PAD-L7-intro to Stats-2025-LJ Flashcards
(24 cards)
What is the main question addressed in the bullet hole pattern analysis during WWII?
How to minimize damage to bombers by identifying sensitive areas
The analysis focused on reinforcing areas that were not shot at on returning planes.
What is survivorship bias?
The error of focusing on the survivors or successful cases while ignoring those that did not survive or succeed
This can lead to incorrect conclusions about the data.
What are the three key take-home messages from the introduction?
- Understand what question you want to address
- Understand what data you need to answer a question
- Understand what data you have and how reliable it is
What is a variable?
Something that takes on different values that can be measured or counted
What are the two main categories of variables?
- Numerical (quantitative)
- Categorical (qualitative)
What are the five types of variables?
- Binary
- Nominal
- Ordinal
- Discrete
- Continuous
What is descriptive statistics?
Describing and summarizing data
How is the mean calculated?
Add the values of a set of observations together and divide by the number of observations
What is the median?
The exact middle value in a sorted list of observations
When is the median preferred over the mean?
When dealing with skewed distributions or data with outliers
What is the mode?
The value that occurs most frequently in a dataset
What are the methods to measure variability?
- Variance
- Standard deviation
- Range
- Interquartile range (IQR)
What does variance measure?
The extent to which each observation deviates from the mean
What is the standard deviation?
The square root of the variance, representing the average of the deviations of observations from the mean
How is the range defined?
The difference between the largest and smallest observation
What is a percentile?
A value indicating the percent of a distribution that is equal to or below it
What is the Interquartile Range (IQR)?
The difference between the 75th percentile and the 25th percentile
What is the purpose of visualizing data with plots?

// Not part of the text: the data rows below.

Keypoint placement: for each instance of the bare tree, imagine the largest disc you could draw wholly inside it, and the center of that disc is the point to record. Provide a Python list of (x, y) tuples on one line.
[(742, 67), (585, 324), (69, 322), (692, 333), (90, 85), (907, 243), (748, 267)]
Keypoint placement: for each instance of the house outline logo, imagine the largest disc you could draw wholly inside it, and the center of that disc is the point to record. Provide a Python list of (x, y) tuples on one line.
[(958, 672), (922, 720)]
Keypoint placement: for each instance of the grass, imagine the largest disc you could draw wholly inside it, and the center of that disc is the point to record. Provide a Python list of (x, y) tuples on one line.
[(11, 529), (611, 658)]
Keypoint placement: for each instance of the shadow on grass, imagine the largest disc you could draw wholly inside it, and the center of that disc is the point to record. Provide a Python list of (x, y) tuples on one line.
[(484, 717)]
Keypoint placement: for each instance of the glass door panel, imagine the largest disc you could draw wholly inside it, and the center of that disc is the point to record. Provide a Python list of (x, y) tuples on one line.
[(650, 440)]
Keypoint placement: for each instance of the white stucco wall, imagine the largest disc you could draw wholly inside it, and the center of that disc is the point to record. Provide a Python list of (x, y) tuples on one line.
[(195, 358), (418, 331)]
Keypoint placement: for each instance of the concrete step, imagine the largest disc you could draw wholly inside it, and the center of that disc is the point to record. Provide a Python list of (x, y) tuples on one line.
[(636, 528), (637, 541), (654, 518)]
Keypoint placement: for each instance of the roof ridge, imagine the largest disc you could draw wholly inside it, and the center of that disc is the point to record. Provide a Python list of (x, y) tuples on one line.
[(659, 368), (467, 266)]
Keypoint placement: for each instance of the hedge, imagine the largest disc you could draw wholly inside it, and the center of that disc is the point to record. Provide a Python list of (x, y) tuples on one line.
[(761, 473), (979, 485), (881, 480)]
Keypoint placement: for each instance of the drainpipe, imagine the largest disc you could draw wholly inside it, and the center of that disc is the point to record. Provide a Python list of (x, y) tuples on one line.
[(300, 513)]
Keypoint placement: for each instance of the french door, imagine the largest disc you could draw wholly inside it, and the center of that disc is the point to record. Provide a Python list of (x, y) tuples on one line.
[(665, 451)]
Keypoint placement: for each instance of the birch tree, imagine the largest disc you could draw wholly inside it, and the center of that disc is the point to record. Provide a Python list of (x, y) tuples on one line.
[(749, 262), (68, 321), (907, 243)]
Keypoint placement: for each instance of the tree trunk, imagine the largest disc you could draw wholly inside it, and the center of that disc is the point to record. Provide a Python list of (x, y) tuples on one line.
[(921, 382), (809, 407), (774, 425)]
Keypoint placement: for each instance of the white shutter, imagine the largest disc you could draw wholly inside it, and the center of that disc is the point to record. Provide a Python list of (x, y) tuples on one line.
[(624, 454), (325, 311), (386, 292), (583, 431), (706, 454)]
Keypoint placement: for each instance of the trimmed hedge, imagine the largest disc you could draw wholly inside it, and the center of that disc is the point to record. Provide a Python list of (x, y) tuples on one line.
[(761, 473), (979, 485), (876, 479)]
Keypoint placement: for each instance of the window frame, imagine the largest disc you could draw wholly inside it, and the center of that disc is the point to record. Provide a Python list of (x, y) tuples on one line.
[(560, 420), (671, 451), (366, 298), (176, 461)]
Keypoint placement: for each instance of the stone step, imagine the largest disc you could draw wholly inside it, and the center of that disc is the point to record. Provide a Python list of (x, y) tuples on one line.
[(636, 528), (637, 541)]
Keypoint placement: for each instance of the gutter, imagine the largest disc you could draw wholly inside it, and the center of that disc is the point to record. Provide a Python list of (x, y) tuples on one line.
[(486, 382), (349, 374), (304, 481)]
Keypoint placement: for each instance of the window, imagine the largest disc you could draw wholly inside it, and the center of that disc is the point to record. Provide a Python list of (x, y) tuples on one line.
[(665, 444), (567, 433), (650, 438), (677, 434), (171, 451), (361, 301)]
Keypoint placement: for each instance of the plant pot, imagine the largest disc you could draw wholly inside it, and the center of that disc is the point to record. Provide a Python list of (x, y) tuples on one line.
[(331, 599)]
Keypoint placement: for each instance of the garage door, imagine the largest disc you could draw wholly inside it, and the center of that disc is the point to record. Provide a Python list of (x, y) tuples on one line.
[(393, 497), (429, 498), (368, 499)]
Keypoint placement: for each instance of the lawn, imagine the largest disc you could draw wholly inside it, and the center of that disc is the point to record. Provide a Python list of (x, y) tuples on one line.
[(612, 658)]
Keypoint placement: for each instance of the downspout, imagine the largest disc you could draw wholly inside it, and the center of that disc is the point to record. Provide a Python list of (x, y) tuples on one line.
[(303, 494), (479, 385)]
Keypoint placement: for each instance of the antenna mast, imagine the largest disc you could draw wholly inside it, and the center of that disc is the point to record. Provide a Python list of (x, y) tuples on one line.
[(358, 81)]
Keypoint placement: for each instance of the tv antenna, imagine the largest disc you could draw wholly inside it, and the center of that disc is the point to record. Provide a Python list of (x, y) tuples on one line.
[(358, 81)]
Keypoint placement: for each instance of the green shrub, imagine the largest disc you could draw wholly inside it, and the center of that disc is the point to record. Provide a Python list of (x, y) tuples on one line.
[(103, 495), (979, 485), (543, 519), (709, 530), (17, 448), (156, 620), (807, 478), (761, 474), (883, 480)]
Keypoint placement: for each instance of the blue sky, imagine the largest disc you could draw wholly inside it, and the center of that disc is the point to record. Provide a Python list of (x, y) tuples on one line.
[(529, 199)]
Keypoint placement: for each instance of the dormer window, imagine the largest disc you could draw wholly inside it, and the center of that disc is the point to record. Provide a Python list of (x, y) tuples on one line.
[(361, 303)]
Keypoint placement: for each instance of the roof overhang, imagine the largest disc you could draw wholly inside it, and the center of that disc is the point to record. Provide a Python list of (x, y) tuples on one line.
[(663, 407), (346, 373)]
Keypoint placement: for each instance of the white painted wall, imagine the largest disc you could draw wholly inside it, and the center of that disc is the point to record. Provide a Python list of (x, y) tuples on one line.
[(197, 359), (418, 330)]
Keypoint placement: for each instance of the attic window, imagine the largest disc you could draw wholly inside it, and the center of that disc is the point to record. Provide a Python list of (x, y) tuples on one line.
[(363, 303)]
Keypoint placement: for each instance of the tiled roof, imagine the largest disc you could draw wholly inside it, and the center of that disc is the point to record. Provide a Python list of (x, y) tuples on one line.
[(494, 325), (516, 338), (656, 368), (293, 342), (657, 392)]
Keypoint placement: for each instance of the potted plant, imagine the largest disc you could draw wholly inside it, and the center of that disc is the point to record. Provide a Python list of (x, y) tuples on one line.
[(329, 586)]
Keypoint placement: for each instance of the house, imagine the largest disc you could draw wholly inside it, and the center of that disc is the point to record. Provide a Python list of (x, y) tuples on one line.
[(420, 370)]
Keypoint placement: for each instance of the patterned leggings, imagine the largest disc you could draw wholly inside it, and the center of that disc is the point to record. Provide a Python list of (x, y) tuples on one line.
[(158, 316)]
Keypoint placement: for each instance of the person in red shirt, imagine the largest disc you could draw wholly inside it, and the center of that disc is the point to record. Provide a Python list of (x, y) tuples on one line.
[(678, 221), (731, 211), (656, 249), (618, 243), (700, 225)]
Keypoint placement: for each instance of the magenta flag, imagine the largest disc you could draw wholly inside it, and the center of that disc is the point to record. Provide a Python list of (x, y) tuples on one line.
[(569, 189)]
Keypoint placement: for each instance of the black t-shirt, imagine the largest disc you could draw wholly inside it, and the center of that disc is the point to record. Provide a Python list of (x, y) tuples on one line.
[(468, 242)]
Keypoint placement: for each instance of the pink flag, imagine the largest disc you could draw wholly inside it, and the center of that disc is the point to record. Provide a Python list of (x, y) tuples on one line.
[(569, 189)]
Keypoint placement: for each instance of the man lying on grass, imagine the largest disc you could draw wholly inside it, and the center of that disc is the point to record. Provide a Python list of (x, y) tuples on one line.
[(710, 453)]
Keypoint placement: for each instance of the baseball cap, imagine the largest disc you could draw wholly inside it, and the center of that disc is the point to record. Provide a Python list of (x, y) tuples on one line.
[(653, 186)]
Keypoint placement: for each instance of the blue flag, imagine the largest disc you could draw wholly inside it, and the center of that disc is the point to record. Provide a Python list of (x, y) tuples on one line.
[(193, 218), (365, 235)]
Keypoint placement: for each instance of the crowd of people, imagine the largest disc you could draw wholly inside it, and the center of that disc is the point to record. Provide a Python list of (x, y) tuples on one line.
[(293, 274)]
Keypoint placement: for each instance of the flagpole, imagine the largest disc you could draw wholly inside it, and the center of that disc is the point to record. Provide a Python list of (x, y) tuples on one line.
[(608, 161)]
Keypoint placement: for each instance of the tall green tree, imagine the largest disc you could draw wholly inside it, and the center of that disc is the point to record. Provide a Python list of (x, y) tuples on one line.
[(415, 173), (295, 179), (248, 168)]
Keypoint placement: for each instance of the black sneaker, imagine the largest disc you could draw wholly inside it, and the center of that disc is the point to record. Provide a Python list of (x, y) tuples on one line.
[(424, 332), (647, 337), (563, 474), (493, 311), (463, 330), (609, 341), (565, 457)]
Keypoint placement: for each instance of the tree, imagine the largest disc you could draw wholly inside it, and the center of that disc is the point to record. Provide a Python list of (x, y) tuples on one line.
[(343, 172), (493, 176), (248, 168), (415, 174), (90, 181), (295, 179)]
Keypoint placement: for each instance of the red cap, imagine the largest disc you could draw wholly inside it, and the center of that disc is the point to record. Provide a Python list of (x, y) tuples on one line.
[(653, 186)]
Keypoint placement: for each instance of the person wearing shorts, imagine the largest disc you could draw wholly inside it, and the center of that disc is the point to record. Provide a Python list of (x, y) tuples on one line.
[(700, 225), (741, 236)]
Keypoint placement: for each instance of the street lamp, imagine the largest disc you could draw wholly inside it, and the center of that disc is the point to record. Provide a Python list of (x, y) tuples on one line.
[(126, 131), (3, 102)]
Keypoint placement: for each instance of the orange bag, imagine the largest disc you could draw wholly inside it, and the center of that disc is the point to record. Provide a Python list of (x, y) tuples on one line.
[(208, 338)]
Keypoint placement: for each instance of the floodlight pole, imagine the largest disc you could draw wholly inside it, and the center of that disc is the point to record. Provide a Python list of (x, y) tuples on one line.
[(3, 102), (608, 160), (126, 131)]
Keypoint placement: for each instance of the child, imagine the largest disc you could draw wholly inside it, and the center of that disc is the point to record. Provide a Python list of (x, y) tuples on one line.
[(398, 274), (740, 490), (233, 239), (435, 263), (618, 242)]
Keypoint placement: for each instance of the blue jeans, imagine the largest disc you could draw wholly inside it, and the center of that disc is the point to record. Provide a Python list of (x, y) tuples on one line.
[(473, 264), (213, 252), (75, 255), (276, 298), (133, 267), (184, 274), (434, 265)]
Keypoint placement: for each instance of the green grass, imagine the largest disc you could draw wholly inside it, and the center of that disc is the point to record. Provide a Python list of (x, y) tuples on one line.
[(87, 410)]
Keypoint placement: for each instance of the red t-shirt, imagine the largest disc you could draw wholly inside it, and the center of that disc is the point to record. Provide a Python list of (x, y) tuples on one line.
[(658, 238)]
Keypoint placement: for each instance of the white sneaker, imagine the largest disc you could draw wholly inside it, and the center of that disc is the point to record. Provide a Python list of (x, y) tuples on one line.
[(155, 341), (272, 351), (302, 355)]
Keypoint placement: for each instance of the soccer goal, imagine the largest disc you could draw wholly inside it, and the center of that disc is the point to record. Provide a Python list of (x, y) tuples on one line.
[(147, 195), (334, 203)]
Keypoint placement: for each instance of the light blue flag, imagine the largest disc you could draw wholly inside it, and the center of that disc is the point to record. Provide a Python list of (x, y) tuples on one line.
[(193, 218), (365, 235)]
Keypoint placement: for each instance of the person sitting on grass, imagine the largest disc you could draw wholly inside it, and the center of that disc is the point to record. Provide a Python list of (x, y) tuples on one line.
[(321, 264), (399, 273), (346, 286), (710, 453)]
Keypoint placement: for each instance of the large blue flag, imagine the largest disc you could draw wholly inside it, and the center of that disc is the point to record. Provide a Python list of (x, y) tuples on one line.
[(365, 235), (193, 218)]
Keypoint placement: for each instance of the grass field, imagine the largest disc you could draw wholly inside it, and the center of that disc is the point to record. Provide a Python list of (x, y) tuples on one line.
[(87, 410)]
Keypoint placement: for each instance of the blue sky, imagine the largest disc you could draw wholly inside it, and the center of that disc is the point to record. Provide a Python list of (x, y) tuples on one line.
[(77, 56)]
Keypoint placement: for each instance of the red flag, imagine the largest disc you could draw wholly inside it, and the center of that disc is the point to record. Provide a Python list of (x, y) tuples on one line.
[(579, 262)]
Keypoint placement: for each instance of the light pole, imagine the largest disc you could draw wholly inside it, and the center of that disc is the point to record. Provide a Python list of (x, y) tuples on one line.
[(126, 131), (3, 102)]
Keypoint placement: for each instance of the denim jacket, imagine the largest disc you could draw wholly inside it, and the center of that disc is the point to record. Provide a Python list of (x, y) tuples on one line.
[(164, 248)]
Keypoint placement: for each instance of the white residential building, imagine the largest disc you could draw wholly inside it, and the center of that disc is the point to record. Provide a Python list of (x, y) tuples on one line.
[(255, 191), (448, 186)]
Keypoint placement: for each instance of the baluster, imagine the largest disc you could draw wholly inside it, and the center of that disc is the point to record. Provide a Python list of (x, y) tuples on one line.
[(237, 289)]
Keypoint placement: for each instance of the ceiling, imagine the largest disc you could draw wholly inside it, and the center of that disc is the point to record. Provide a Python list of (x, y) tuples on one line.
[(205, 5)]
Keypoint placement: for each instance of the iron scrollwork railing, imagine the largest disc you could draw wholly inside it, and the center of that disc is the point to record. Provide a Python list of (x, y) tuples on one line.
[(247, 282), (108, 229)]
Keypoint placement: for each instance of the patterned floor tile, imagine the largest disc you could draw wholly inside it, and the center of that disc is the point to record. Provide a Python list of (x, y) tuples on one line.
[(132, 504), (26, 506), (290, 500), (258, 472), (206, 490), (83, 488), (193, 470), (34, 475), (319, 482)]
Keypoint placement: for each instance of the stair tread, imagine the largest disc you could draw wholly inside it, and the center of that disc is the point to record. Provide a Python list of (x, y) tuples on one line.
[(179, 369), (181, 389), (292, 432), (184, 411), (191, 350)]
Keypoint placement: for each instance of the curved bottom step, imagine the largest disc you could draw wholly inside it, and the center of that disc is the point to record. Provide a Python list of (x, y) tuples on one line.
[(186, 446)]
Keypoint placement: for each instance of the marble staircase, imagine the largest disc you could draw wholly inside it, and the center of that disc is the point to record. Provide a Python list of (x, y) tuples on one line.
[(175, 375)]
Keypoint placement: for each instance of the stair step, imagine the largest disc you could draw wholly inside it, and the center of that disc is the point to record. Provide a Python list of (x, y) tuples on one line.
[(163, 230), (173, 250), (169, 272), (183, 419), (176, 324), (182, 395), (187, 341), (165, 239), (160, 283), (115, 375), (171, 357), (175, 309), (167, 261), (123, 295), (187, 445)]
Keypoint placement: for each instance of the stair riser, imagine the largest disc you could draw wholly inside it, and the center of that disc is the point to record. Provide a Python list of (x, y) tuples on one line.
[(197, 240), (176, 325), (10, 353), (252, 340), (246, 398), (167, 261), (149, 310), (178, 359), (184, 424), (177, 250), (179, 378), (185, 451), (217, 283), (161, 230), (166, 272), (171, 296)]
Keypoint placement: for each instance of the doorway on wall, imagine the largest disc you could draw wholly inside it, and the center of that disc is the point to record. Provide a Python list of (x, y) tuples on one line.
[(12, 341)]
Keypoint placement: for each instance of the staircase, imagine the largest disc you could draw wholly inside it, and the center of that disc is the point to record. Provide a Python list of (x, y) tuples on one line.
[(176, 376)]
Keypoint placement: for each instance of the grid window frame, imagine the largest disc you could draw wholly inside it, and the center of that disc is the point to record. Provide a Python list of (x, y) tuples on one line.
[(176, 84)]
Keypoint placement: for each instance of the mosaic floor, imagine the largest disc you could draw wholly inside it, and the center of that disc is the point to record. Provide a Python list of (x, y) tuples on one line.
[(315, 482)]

To provide summary pictures that spot patterns, trends, and anomalies in data
What is a histogram used for?
To plot the distribution of a numeric variable
What characterizes a normal distribution?
It is symmetric and evenly distributed about the mean
What are boxplots used for?
To compare groups of continuous data
What do scatter diagrams illustrate?
The relationship between two continuous variables
What is the significance of the second quartile in a boxplot?
It represents the median of the data
What is the next topic to be covered after descriptive statistics?
Formulating a hypothesis